3 Types of ML Ensemble Design Pattern

2023-01-02 441 words 3 minutes

/note_ml_design_pattern_ensemble/featured-image.png

Contents

What’s Ensemble?

Combine the set of weak models instead of using a model with larger capacity(complexity) alone.

When to Consider the Ensemble Model?

For the case we have enough amount of the data, we can just apply the modern machine learning architecture such as neural network. But how if we just have the small or medium scale of the data? If we apply neural network directly, we can expect to get low bias performance but large variance will become to the issue.

The overfitting(large variance) is caused by the over complexity of the model we used. Here’s why ensemble comes from, by using the weak models with lower complexity our ensemble model could have less sensitive to the input and has low variance. Combining the weak models gives the ensemble model to have less bias rather than individual weak model.

In conclusion, when we want to train the model on small or medium scale data and encounter the bias-variance trade off problem, ensemble might be the way to tak into the consideration.

Types of the Ensembles

Homogeneous

Combine the set of same models

Bagging: Training the individual weak model on the sample dataset by Boostrap, finally average or voting in same weight to decide the output by all weak models.

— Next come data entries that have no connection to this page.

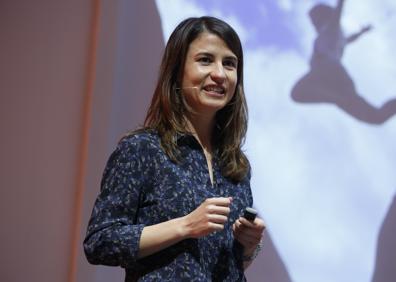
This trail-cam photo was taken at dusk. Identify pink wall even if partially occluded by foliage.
[0,0,92,282]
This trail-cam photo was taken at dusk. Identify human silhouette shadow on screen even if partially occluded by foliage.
[291,0,396,124]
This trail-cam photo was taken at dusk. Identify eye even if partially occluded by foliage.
[198,56,212,65]
[223,59,237,69]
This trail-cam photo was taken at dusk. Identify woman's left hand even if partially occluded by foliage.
[232,217,265,256]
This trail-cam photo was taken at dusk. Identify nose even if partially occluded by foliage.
[210,64,226,83]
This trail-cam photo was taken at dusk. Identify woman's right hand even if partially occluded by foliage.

Note: Bagging takes the advantage of the ensemble by averaging the error caused by input noise, this also explains why bagging has less effect on stable models like KNN, SVM…

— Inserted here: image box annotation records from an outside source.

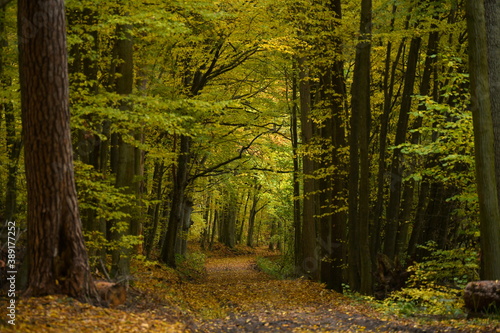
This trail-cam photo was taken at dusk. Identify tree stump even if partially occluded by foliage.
[95,281,127,307]
[464,280,500,312]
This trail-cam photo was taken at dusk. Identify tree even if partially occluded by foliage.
[466,0,500,280]
[18,0,95,298]
[349,0,372,294]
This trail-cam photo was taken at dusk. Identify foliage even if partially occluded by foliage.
[257,256,295,279]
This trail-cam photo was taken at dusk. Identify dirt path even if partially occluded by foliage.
[183,256,476,332]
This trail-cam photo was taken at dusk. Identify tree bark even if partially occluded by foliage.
[349,0,373,294]
[18,0,97,299]
[161,135,192,267]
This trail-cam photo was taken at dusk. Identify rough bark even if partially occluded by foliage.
[18,0,97,298]
[466,0,500,280]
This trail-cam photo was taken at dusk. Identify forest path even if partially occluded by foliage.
[184,256,452,332]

Boosting: Training the individual weak model on weighted sample data, in which the weighted amount of each data is relative to the error made on the previous model training process. Finally, the individual weak model would combine together with the weight which shows the extent of the importance of the output made by this individual weak model.

Bagging vs Boosting: Boosting has more complexity than bagging because the inference information is transformed as the ensemble weights.

Heterogeneous

Stacking: We can divide the stacking model into layer 1 and layer 2. Layer 1 is a set of different models like Random Forest, XGBoost, …, which have great functionality on the inference of certain features of the input data. Layer 2 is meta model responsible for making use of the output of layer 1 models as input features, and finding the best combination to give the output prediction.

Design Choice Between Bagging, Boosting and Stacking

Lower variance: Bagging
Lower bias: Boosting
Take advantage of the feature recognition ability from different model: Stack

Trade-Offs and Alternatives

Increase the training and design time
Decrease the model interoperability
Can alternative by dropout although they are not the exactly same concept

Reference

[1] Machine Learning Design Patterns